Every day it becomes clearer that the issue of migration is weighing on Europe, and barely a day passes without those who follow the matter encountering fresh evidence of the intensity of the anxiety gripping the old continent. It is evident that whoever gave the European continent the name "the old continent" was, in one way or another, reading its future, because while approaches to the migration issue differ within the continent from one country to another, there is a single thread running through all the news related to this matter.
One example is that the German Economic Institute (IW) published a report this month stating that the gap in the workforce inside Germany will reach 4.3 million workers, that this will be at its most acute in 2036, and that this gap is attributable primarily to the growing number of elderly people among Germans relative to the young or those of working age.
Among what the institute observes and highlights is that migration to Germany is declining, and the sole reason for this decline is that the government of Chancellor Friedrich Merz has adopted broadly anti-immigration policies — policies inherited from the government of the previous chancellor who succeeded Chancellor Angela Merkel.
Had Merkel remained in power, migration would not have declined in the manner recorded by the economic institute, and the institute would not have felt compelled to warn of the gap looming on the horizon that will affect the labour market within years — years that the published report specifies rather than leaving to guesswork.
Merkel had championed policies that were sympathetic to migrants, and as we followed events during her time we imagined she was doing so for humanitarian reasons, but it later became clear that her sympathy was driven by purely practical considerations — that she saw in migrants a capacity to add to the labour market and to productivity, rather than viewing them as a burden on the state, the government, or indeed the labour market.

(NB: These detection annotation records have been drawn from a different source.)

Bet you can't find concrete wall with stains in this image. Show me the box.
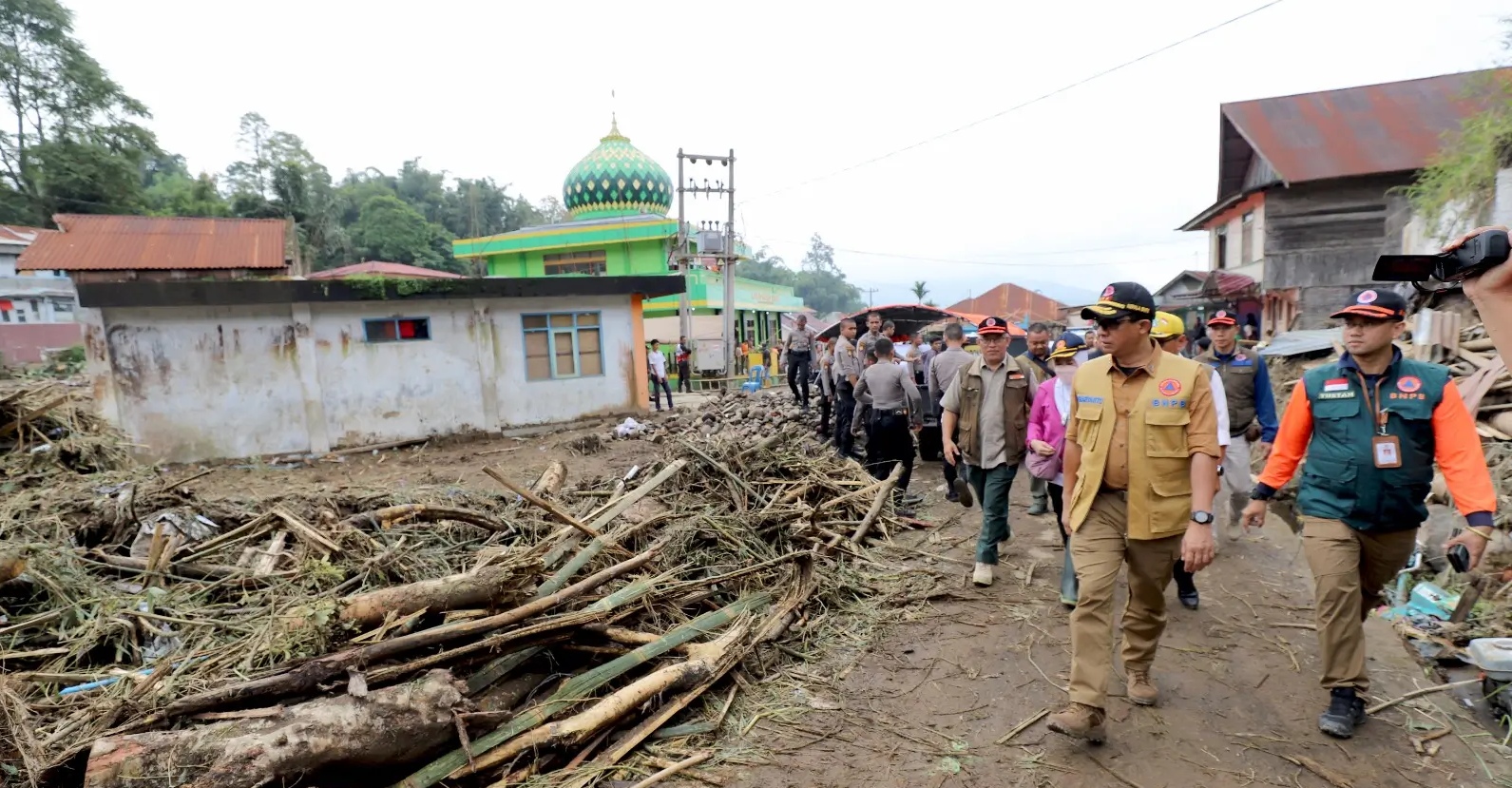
[80,297,647,463]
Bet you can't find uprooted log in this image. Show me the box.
[163,546,658,717]
[337,566,538,627]
[85,670,468,788]
[342,504,514,534]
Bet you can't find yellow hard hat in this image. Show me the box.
[1149,312,1187,340]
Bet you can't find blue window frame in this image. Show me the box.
[363,317,431,342]
[520,312,603,379]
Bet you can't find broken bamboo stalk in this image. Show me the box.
[393,593,771,788]
[85,670,468,788]
[162,546,658,717]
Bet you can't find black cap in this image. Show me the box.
[1329,289,1407,320]
[1081,281,1156,320]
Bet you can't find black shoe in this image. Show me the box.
[1318,686,1366,738]
[956,476,972,509]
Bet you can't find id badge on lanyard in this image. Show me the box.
[1359,379,1402,468]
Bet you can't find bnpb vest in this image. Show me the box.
[956,358,1034,468]
[1196,348,1266,435]
[1066,350,1208,538]
[1297,358,1448,532]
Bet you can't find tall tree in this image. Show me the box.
[0,0,157,223]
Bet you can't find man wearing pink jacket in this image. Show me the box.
[1025,331,1087,608]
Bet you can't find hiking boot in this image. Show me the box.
[954,476,972,509]
[1049,703,1108,744]
[1126,670,1159,706]
[1318,686,1366,738]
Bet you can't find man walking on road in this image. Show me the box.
[833,317,862,460]
[783,315,818,413]
[1196,310,1276,540]
[934,317,1034,586]
[1049,281,1218,742]
[856,337,924,517]
[645,338,671,410]
[676,337,693,394]
[1021,322,1056,517]
[1239,291,1497,738]
[1149,312,1229,609]
[928,322,977,507]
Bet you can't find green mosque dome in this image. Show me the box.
[563,121,673,220]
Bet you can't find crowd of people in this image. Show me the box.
[785,261,1512,742]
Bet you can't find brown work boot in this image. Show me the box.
[1126,670,1159,706]
[1049,703,1108,744]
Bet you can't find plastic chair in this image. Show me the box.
[741,364,767,394]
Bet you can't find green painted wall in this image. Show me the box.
[488,239,670,279]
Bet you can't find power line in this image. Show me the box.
[742,0,1282,204]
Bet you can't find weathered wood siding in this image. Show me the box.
[1264,174,1410,328]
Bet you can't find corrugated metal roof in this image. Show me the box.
[305,260,466,279]
[17,213,287,271]
[1218,68,1512,190]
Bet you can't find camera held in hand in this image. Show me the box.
[1371,230,1512,283]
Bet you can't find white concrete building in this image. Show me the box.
[79,277,683,461]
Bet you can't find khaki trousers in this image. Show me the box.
[1302,517,1417,690]
[1070,490,1182,709]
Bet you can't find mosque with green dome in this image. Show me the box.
[452,121,803,356]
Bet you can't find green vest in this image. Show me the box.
[1297,358,1448,532]
[1196,348,1266,435]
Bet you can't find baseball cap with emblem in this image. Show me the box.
[1329,289,1407,320]
[977,317,1008,336]
[1208,309,1238,325]
[1049,331,1087,358]
[1149,312,1187,340]
[1081,281,1156,320]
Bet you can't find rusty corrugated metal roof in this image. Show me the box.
[17,213,287,271]
[1218,68,1512,190]
[305,260,466,279]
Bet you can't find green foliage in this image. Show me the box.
[0,0,157,225]
[1403,20,1512,236]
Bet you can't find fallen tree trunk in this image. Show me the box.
[342,504,514,534]
[85,670,468,788]
[338,566,525,627]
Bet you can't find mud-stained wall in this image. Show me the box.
[82,297,647,463]
[90,305,310,461]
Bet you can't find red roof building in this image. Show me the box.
[305,260,453,279]
[17,213,292,281]
[949,283,1066,325]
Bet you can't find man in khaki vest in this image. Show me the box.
[1049,281,1220,742]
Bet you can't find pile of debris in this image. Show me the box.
[0,383,130,477]
[0,429,936,788]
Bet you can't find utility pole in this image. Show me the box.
[678,148,737,376]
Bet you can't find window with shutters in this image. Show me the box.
[522,312,603,379]
[545,250,608,277]
[363,317,431,342]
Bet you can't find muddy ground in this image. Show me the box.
[159,399,1512,788]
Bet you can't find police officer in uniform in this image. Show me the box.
[856,337,924,517]
[936,317,1034,586]
[1244,289,1497,738]
[1196,310,1276,540]
[833,317,862,460]
[1049,281,1218,742]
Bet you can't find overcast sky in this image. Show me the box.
[62,0,1512,305]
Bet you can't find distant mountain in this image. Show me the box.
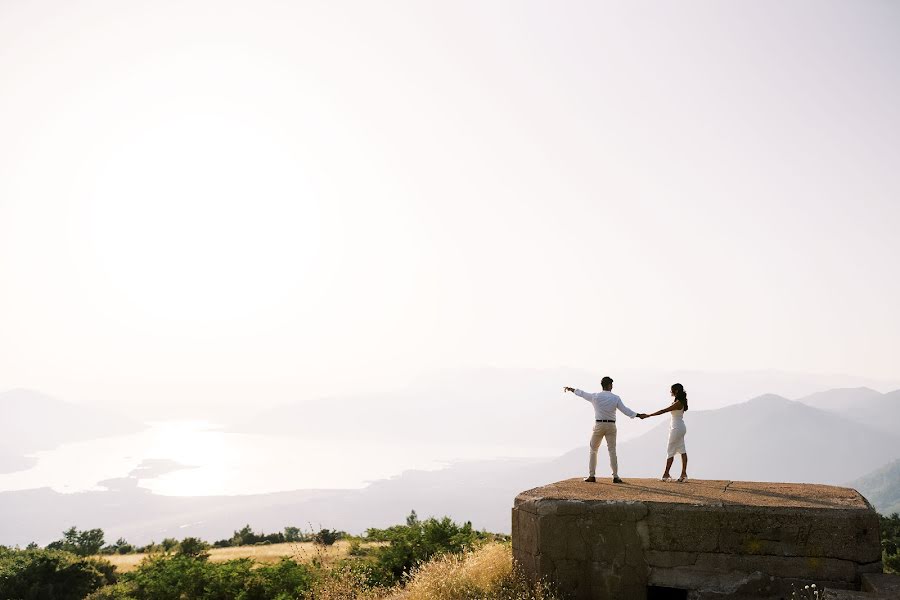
[848,460,900,515]
[228,368,900,454]
[559,394,900,485]
[0,389,144,473]
[798,387,900,433]
[0,386,900,545]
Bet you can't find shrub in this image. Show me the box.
[109,552,315,600]
[0,549,115,600]
[366,511,492,584]
[403,542,555,600]
[47,527,103,556]
[313,529,343,546]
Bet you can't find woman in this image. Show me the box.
[638,383,687,483]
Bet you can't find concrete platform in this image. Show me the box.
[512,479,882,600]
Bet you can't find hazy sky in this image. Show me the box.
[0,0,900,412]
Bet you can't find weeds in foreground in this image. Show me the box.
[395,542,556,600]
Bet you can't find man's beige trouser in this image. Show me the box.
[588,423,619,477]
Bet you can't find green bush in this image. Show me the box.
[103,542,315,600]
[0,548,115,600]
[47,527,106,556]
[366,511,494,584]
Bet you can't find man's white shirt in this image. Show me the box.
[575,390,637,421]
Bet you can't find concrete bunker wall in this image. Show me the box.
[512,480,882,600]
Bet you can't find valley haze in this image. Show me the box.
[0,369,900,545]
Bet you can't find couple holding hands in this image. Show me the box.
[563,377,687,483]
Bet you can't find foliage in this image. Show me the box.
[100,538,135,554]
[313,529,345,546]
[879,513,900,573]
[791,583,825,600]
[90,552,315,600]
[366,511,493,584]
[213,525,311,548]
[178,537,209,558]
[284,526,306,542]
[404,542,555,600]
[47,526,103,556]
[0,548,115,600]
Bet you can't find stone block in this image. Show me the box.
[512,480,881,600]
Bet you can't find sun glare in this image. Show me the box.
[78,114,321,322]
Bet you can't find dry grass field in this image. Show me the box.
[98,540,379,573]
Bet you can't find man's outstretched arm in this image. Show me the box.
[616,398,637,419]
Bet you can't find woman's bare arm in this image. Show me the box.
[647,400,681,417]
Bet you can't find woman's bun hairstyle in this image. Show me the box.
[672,383,687,410]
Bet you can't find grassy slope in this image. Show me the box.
[98,540,377,573]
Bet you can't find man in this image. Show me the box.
[563,377,640,483]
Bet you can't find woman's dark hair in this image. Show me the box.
[672,383,687,410]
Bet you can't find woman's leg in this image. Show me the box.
[663,456,675,479]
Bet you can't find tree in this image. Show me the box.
[366,511,492,584]
[47,526,103,556]
[284,527,303,542]
[0,549,115,600]
[178,537,209,559]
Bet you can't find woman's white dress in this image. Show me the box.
[668,410,687,458]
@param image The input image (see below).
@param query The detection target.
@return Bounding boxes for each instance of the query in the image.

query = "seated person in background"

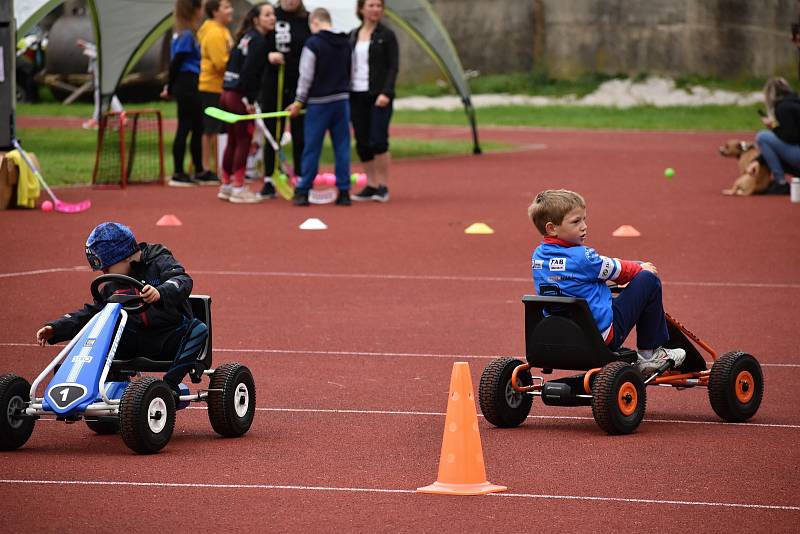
[36,222,208,395]
[528,189,686,374]
[747,78,800,195]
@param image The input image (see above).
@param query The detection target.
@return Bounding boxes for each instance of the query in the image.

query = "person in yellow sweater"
[197,0,233,182]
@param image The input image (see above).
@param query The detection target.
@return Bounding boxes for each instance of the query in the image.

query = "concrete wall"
[398,0,800,81]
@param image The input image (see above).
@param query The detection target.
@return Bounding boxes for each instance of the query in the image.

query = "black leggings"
[172,72,203,174]
[350,93,394,162]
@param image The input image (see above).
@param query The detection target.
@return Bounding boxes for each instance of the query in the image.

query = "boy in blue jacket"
[36,222,208,395]
[286,8,353,206]
[528,189,686,374]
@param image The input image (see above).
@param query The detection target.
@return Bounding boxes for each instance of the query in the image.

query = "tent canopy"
[14,0,480,153]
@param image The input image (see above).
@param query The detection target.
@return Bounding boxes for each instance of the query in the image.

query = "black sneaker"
[372,185,389,202]
[292,191,308,206]
[258,181,275,198]
[169,172,197,187]
[351,185,378,202]
[336,189,352,206]
[764,180,789,195]
[194,171,219,185]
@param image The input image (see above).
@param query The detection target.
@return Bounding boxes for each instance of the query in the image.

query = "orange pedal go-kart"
[479,295,764,434]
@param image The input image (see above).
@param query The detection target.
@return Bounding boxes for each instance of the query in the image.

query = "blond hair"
[309,7,331,24]
[528,189,586,235]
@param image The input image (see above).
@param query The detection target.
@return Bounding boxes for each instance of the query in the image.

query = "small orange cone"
[417,362,508,495]
[611,224,642,237]
[156,213,183,226]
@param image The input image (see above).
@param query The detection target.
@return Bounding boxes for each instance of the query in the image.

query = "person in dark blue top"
[287,8,353,206]
[162,0,219,187]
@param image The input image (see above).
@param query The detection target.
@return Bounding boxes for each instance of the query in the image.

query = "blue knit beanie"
[86,222,139,271]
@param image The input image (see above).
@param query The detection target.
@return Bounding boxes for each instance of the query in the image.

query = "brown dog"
[719,139,771,196]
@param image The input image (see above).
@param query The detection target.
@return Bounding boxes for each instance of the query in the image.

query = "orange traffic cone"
[156,213,183,226]
[611,224,642,237]
[417,362,508,495]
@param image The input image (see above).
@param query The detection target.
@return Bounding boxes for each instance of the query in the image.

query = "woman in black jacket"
[350,0,399,202]
[747,78,800,195]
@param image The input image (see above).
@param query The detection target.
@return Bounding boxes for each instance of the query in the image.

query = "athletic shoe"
[258,180,275,199]
[217,184,233,200]
[351,185,378,202]
[764,180,789,195]
[336,189,352,206]
[372,185,389,202]
[228,187,263,204]
[169,172,197,187]
[194,171,219,185]
[292,191,311,206]
[636,347,686,376]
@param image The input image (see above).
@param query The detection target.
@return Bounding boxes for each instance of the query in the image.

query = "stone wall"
[398,0,800,81]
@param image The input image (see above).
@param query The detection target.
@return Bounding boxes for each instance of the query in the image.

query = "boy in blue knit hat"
[36,222,208,393]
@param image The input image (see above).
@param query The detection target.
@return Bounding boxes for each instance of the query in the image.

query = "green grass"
[392,105,762,131]
[18,128,511,185]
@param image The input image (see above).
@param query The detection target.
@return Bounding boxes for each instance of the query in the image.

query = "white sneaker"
[636,347,686,375]
[217,184,233,200]
[228,187,264,204]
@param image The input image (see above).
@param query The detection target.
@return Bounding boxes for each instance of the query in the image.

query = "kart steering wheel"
[89,274,150,313]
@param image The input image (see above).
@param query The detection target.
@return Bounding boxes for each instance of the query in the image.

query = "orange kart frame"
[511,312,724,400]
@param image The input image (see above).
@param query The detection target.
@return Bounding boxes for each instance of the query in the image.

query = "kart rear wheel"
[86,419,119,436]
[592,362,647,435]
[208,362,256,438]
[708,352,764,423]
[119,376,175,454]
[478,358,533,428]
[0,374,36,451]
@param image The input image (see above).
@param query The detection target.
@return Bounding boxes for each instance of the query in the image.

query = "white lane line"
[0,343,800,369]
[0,479,800,512]
[0,267,89,278]
[178,406,800,430]
[0,267,800,289]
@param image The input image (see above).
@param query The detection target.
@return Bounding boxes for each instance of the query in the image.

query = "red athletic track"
[0,123,800,533]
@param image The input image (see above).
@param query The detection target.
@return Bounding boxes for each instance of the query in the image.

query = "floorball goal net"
[92,109,164,188]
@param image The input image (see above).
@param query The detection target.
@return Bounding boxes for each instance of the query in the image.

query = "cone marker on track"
[611,224,642,237]
[300,218,328,230]
[464,223,494,235]
[156,213,183,226]
[417,362,508,495]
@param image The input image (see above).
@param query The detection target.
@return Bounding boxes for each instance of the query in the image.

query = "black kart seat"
[522,295,636,371]
[111,295,212,382]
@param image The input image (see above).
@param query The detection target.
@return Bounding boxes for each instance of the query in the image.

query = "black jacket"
[47,243,193,344]
[772,95,800,145]
[261,7,311,111]
[350,23,400,98]
[222,30,274,103]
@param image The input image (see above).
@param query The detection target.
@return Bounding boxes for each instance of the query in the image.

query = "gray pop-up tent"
[15,0,480,154]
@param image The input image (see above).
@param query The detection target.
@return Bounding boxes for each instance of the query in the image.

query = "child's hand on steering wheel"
[36,325,54,347]
[641,261,658,274]
[142,284,161,304]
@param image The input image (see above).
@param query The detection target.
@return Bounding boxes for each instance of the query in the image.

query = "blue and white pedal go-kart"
[0,274,256,454]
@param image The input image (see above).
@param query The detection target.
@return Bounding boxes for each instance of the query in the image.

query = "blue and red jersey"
[531,237,642,342]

Alongside the news of the institute's report, we read in parallel about the referendum to which the Swiss government called its voters on the 14th of this month. The referendum concerned a proposal to prohibit the population from exceeding 10 million by 2050. It was the right-wing Swiss People's Party that called for the referendum, and its intent was clear: like other far-right parties across Europe, it stands against migrants, regards them as an unwanted burden, and calls for limiting their arrival in the country.
From what the media reported before and after the referendum, we know that Switzerland's current population stands at 9.1 million, and that the continuous population growth concerns the right-wing party in particular, and no doubt concerns the other parties to a lesser degree — and perhaps concerns the population itself — but this is something we will learn from the referendum result when it is announced.
We have heard before of remarkable referendums organised by the Swiss government, but over time we have grown accustomed to repeated calls for referendums, and we are no longer surprised that one is held simply to ask people their opinion on capping the population at a certain figure that must not be exceeded. Switzerland continues to distinguish itself from the rest of the continent's nations by its insistence on sending voters to the ballot box whenever there is a matter that concerns them, however simple that matter may appear to observers outside Europe.
As we can see, there is a slender thread connecting the Swiss referendum and the German report, and that thread is migration — which the Swiss fear, prompting them to organise the very referendum in question, while the Germans are alarmed by its retreat and read the report issued by their institute with an unspoken sentiment: had Merkel remained in the chancellery for longer, the early signs of the gap the institute warned of would not have appeared so clearly on the horizon, even if that horizon remains relatively distant.
Moderates in the West had been hopeful on the day Hungarian Prime Minister Viktor Orbán lost his electoral race a few weeks ago. The reason for that optimism was that his government had been hard-line right-wing, and the hope was that his defeat might trigger other right-wing losses across the continent, perhaps easing the intensity of this far-right wave somewhat — but that hope still appears to be some way off.
Egypt had signed the Four Freedoms Agreement with Sudan in 2004, and the freedoms in question were: movement, employment, residence, and ownership. The intent was for the populations of both countries to enjoy these rights, but circumstances did not allow the agreement to live long. Europe today appears to be in greater need than ever of a similar agreement, because closing its borders in the manner we are witnessing is not a solution — and if it represents a solution today, it is unlikely to remain one tomorrow, because it runs against the nature of things.